S'il y a bien une chose de réussie dans ce roman, c'est son aspect "thriller psychologique". Vous entrez dans les pensées de Lily dès la lecture des premières pages, vous êtes happés par le côté intrigant de Lily. Par sa façon de tourner le récit à la manière de descriptions ornithologiques des êtres humains. Car, oui, Lily espionne, surveille, fait des commérages, elle intrigue en quelque sorte, cachée derrière son rideau, du haut de la fenêtre de son appartement. Elle imagine la vie de ses voisins d'en face. Elle leur invente des noms. Dès lors, on se demande: où est la part de vérité dans tout cela? Est-ce que Lily fabule ? Doit-on croire Lily quand les autres vont finir par douter d'elle ?

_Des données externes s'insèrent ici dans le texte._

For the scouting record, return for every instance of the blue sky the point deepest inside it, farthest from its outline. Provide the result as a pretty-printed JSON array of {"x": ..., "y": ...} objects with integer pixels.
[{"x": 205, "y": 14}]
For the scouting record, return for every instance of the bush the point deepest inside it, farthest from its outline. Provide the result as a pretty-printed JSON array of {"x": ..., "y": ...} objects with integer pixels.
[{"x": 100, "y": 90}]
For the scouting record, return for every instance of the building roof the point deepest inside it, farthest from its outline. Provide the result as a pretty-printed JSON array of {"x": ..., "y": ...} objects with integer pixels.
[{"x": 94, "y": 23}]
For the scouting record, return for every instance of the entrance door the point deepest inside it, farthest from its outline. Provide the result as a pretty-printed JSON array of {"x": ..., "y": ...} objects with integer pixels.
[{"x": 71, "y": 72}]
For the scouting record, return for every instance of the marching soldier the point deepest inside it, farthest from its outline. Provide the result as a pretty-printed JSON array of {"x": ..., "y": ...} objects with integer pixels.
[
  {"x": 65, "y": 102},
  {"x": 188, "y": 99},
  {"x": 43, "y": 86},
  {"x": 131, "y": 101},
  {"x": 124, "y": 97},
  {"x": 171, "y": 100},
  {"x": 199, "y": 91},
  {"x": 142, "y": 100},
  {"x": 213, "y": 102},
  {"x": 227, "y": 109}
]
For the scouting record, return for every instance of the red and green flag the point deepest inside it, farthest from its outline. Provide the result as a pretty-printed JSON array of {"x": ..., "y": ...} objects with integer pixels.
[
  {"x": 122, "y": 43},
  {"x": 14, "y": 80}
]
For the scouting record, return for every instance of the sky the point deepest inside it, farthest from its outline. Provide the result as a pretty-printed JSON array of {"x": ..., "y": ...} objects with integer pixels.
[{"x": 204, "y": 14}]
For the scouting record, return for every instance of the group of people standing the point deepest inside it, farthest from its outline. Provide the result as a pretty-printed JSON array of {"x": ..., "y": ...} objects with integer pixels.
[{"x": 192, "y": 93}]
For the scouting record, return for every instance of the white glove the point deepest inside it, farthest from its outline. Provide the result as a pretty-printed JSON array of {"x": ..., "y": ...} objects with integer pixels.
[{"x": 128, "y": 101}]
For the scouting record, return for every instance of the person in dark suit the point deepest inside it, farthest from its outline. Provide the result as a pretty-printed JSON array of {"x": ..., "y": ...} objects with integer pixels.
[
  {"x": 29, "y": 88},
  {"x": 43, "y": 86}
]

Et plus vous avancez, plus vous pensez que vous lisez un de ces thrillers peu originaux qui reposent sur des ficelles déjà bien connues, plus vous vous apercevez que l'auteur trouve un malin plaisir à nous emmener dans des recoins de plus en plus sombres. Lily se dissimule, dissimule parfois son identité, Lily ne sait plus à qui se fier, Lily fait face à la disparition de Jean, avec qui elle a parlé une nuit... Lily est-elle folle ? C'est le point fort du roman : plus vous vous engagez dans l'histoire de Lily, plus le récit vous montre un autre visage chez les différents personnages du roman... Il semble y avoir des trous dans la vie de Lily, des trous de mémoire aussi... et si on se demande tout au long du roman, qui est le coupable, on se demande également qui est vraiment Lily. Et elle va devoir faire preuve de courage et de force mentale pour nous démontrer à nous, lecteurs, et à eux, personnages, qu'elle n'est pas folle.
Il est vrai qu'on retrouve le côté Hitchcockien de "Fenêtre sur cour" qui est un de mes films préférés, même si c'est Lily, personnage féminin, qui tient le rôle de James Stewart, le voyeur. Le dénouement est surprenant et ne vous laissera pas de marbre. J'ai quand même trouvé un petit défaut à ce roman: il semble très bien construit, très bien pensé, un peu trop même, et certains évènements ne coulent pas d'eux-mêmes bien que les rebondissements s'enchaînent à un rythme fracassant dans les 120 dernières pages ! Et puis il manque cette sensualité et cette profondeur qu'on retrouve dans certains thrillers ou chez Hitchcock justement.
Reste qu'il s'agit d'un bel édifice, du haut duquel Lily observe et voit tout, ou presque tout. Je n'ai pas lâché d'une page ce roman, je l'ai dévoré.